Zeringue’s “Unbecoming ” discusses the tedious physical and emotional pain of conforming to current standards of beauty. The fearful prospect of the haircut is depicted, performed by the artist’s mother with pruning shears. The specter of a well-pruned and fecund rose bush looms in the background, the entire work floating on a blank backdrop. Zeringue addresses themes throughout the show dealing with the beholden nature of femininity, especially in relation to hair, an important link to Podesta’s work in “Tanner II” which is distinctively masculine in nature.

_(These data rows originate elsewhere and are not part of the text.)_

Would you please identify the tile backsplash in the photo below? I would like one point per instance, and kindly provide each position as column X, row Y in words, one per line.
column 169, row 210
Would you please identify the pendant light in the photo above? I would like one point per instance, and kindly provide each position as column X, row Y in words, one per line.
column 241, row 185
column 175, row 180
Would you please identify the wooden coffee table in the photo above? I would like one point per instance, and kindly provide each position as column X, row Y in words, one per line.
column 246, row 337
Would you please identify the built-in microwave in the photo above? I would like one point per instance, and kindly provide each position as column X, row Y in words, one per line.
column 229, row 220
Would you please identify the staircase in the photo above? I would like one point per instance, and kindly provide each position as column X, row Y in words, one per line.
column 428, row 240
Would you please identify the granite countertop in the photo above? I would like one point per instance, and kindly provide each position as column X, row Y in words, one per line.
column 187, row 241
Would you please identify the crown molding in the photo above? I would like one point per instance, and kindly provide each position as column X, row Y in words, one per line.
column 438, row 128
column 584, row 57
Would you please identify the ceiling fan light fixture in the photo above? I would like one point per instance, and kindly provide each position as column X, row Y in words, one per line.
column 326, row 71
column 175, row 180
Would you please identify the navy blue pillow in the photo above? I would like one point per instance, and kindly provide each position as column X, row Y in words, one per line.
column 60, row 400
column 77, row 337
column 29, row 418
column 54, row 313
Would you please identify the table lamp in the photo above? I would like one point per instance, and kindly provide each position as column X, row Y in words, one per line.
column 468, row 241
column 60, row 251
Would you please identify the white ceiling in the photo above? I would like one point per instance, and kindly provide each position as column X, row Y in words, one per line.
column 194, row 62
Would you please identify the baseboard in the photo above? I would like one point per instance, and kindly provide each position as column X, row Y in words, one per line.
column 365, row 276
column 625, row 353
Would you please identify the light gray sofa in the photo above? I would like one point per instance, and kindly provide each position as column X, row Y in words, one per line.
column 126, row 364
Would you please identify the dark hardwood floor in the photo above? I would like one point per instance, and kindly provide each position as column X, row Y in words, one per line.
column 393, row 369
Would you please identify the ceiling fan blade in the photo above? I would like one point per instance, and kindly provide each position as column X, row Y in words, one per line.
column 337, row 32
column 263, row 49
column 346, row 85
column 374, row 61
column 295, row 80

Nina Schwanse, is an artist seemingly driven to deconstruct the sensational. Her work often consists of getting inside of a controversial thing at its roots and experiencing the painful process of growing with it. In her multi-faceted confrontation of feminist anti-hero Veronica Compton, Schwanse reportedly experienced a disjunction when she attempted to portray the woman in a video work. Compton, a wanna-be screenwriter and attempted murderer who conspired with Hillside Strangler Kenneth Bianchi through letter-writing on the outs’, is the subject of multiple works by Schwanse originally shown as her “Hold It Against Me: The Veronica Compton Archive” exhibition at Good Children Gallery in 2013.
A well-curated show then, conceivably takes into account a body of work evaluated on its rigorous approach to a topic. It explores many aspects, from both a male and female perspective and generally insists on performing a ghostly task. It culls as much talent from as far and wide as possible, in this case finding graduates from as far back as possible.